Cette journée est célébrée dans un contexte de mauvaise interprétation de l’égalité des sexes. La présidente du Conseil National des Femmes (CNF), Nyirajyambere Belancille, déclare que les mauvaises mentalités doivent changer, comme la société connait déjà l’importance de l’égalité entre femme et homme.
« L’égalité des sexes veut dire simplement être au même pied d’égalité devant la loi, » explique-t-elle. La femme n’est pas devenue supérieure à l’homme.
« En tout cela l’objectif commun est de travailler pour le développement de notre famille et pays en général, » précise-t-elle.
La violation des droits d’autrui sous prétexte que la femme est devenue supérieure à son mari, la loi est là pour donner la justice à la victime.
« Ceux qui ont encore cette mauvaise mentalité de mal comprendre ce concept, c’est à vous journalistes de nous aider à changer cela, » suggère-t-elle.

Parlant des défis auxquels font face les femmes africaines, Twagirimana Epimaque, vice-président du Mouvement Panafricain du Rwanda explique que la célébration va de toutes les façons donner une bonne plateforme pour en discuter et proposer des solutions appropriées.
« Il y a encore des défis mais à travers la bonne collaboration de nos pays africains, les mentalités et pratiques néfastes changeront, » déclare-t-il.
« Tout ce qui peut entraver le développement de la femme affecte directement sa famille et c’est toute une société qui en souffre, » souligne-t-il.
« Nous cherchons ensemble comment la femme peut jouer un rôle important dans la prise de décisions pour changer les choses instaurées par les colons, » révèle-t-il.
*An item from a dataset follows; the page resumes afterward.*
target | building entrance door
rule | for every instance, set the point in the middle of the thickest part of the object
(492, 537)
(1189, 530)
C’est la première fois que le Rwanda accueille cette célébration au niveau du continent africain. Selon les autorités représentant le Conseil National des Femmes (CNF) et celles du Mouvement Panafricain du Rwanda, c’est une bonne occasion aux délégués d’autres pays africains de tirer des leçons de la bonne expérience du Rwanda, champion dans la promotion des femmes.
La résolution d’adoption de la célébration de la femme africaine existe depuis juillet 1962. Elle a été initiée par le Mouvement Panafricain des Femmes (PAWO).